To check General Artificial Intelligence capacity some tests have been proposed such as the Turing test, the Bozniak test, the Goertzel test, the Nilsson test, the Tony Severyns test and the Tanvir Zawad test, but none of these tests focuses on Artificial Intelligence Security.
Goal
This article deals with some general ideas for specific tests development that can be used to confirm whether a general artificial intelligence is a Safe Artificial Intelligence from the point of view of ethics and reliability purpose.

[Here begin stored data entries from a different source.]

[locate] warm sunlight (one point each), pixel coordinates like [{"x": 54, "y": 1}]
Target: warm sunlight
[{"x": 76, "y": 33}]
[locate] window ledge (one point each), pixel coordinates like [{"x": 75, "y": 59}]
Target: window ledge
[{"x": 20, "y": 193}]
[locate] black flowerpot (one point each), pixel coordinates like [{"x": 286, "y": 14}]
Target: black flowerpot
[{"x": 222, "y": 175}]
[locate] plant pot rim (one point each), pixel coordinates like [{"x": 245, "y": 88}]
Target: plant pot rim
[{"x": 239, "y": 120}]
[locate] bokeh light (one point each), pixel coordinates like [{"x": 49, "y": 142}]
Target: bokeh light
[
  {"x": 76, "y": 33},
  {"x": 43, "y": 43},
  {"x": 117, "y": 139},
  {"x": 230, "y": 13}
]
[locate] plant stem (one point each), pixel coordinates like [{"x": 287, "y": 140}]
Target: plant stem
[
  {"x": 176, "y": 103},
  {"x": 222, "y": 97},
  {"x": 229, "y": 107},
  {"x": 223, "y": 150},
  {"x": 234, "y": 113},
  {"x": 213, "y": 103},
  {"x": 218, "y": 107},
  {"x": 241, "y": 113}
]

The following tests, for General Artificial Intelligence evaluation, described:
1. Kant’s Morality Test
2. Proof of the Paradox of the Liar
3. Human Ethics Simulation Test
4. Artificial Unintelligence Test
5. IQ Variation Test
Description of the Tests
To continue, the term “Alice” used below refers to the Artificial Intelligence to be tested.
1. Kant’s Morality Test
Kant philosopher, like Aristotle thought that lying should never be allowed, whether it is a useful, humorous or malicious lie. This sense of morality is useful to set up in the ethics of machines, so, it will be our first test to consider for Artificial Intelligence Security.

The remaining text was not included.